Keep in mind that if you plan on using one of the lab machines for the demo, that they sometimes take a while to boot/login.

I look forward to seeing everyone's demo next week.


The demo signup sheet

Hi Garrett (and the class)

 Here is the demo sign-up sheet with information on who took which slot.

I just noticed that several of those slots are right during the class time on Tue. This is a clear no-no (and I have already black-listed the folks who decided to sign-up for them :-> ). Anyways, please reschedule those to times outside the class time.


Wednesday, December 3, 2008

Blog qn for Homework 4 (You should post your answer as a comment to this thread and also enclose it in your hw 4 submission)

Here is the "interactive review" question for homework 4 that I promised.

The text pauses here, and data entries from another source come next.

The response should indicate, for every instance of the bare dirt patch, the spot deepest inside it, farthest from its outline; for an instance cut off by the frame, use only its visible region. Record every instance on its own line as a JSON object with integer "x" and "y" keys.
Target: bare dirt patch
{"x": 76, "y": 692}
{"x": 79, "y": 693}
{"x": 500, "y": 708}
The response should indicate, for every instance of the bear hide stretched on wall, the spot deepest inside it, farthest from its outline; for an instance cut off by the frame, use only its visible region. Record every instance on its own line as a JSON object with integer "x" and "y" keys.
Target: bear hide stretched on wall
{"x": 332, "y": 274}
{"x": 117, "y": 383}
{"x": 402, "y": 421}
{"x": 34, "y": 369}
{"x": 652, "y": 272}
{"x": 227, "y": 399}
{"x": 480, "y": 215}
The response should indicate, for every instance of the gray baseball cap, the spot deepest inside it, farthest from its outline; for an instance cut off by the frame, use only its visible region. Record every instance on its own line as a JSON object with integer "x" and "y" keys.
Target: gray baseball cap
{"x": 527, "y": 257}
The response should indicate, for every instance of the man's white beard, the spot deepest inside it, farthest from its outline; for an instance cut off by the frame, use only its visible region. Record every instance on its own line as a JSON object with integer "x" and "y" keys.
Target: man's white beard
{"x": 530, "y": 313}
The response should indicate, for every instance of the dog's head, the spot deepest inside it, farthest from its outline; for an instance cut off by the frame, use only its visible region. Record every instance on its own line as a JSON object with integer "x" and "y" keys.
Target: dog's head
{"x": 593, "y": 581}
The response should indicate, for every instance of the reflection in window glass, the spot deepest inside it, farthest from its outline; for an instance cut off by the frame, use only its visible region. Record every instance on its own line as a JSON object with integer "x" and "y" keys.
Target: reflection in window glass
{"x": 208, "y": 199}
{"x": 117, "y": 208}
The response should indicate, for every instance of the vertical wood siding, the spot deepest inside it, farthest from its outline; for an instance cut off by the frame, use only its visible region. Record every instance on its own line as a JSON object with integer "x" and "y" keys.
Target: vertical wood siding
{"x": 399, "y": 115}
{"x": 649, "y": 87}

"List five nontrivial ideas you came to appreciate during the course of this semester"
(You cannot list generic statements like "I thought pagerank was kewl". Here is an example:

The deep connection between feature selection and dimensionality reduction: By
understanding LSI, LDA and MI based feature selection, I was able to see the deep
connections between dimensionality reduction (which works without taking any particular
classification task into account) and feature selection (which typically take the classification task
into account).


Tuesday, December 2, 2008

Topic for this week: Information Integration --slides available online..


 This week we will discuss issues in information integration; tthis will also be the last major topic for the semester.
I put up the slides for the class online. I strongly suggest
that you take a look at them before coming.